La falta de consenso teológico ayuda a explicar que el dogma de la Purísima a tardase tantos siglos en obtener el marchamo papal, pese a su gran popularidad dentro de la cristiandad; por ejemplo, la piadosa devoción mariana había orientado el talento pictórico del sevillano Bartolomé Esteban Murillo hacia esas múltiples figuraciones de la Inmaculada que han servido de abusivo material iconográfico a los fabricantes de cromos, estampitas y calendarios. Marcelino Menéndez y Pelayo afirma que esa creencia ha bía tenido un especial arraigo en España, "nación devotísima entre las más devotas de la Virgen" y escenario de "bravas batallas" en favor del dogma; la Historia de los heterodoxos españoles, al tiempo que propina un capón al turbulento e indisciplinado fray Braulio Morgáez por persistir en el error después de la bula papal, recuerda que el dogma de la Purísima había sido materia de juramento en nuestras universidades y órdenes militares.

En cualquier caso, ese dogma de fe, discutido durante casi diecinueve siglos, compromete sólo a los católicos. La Constitución de 1978, en cambio, es la clave de arco de nuestro sistema político, que alberga a creyentes y agnósticos, a cristianos, musulmanes y budistas, a protestantes y católicos.
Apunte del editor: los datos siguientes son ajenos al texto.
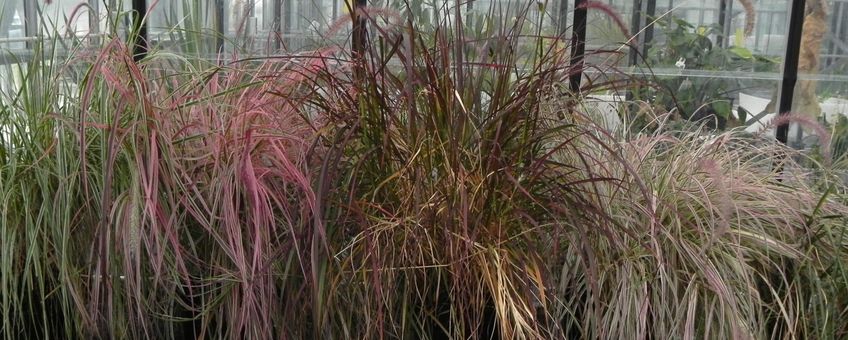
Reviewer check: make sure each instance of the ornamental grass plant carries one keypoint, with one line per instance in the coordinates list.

Quizá Adolfo Suárez cometió una imprudencia al convocar el referéndum constitucional para el 6 de diciembre de 1978, tan cerca de la fecha consagrada a conmemorar la bula promulgada por Pío IX en 1854: la rigidez de la jerarquía eclesiástica en la defensa de sus fueros es sobradamente conocida. También se hubiese podido elegir otra fecha para rendir homenaje a la norma que enterró al franquismo y legitimó democráticamente a la Monarquía: por ejemplo, el día en que las Cortes votaron su redacción definitiva o en que el Rey rubricó su texto ante el Congreso. En cualquier caso, los hábitos de la tolerancia (y, de paso, la salud de la economía.) quedarían reforzados si la jerarquía eclesiástica, tuviese la generosidad de hacer un gesto conciliatorio hacia la Constitución y hacia los españoles no creyentes o creyentes en otras religiones; una cortesía, por lo demás, que libraría a la Inmaculada Concepción de la pesada tarea de contribuir a los trabajos de albañilería para la erección de un largo y costoso puente.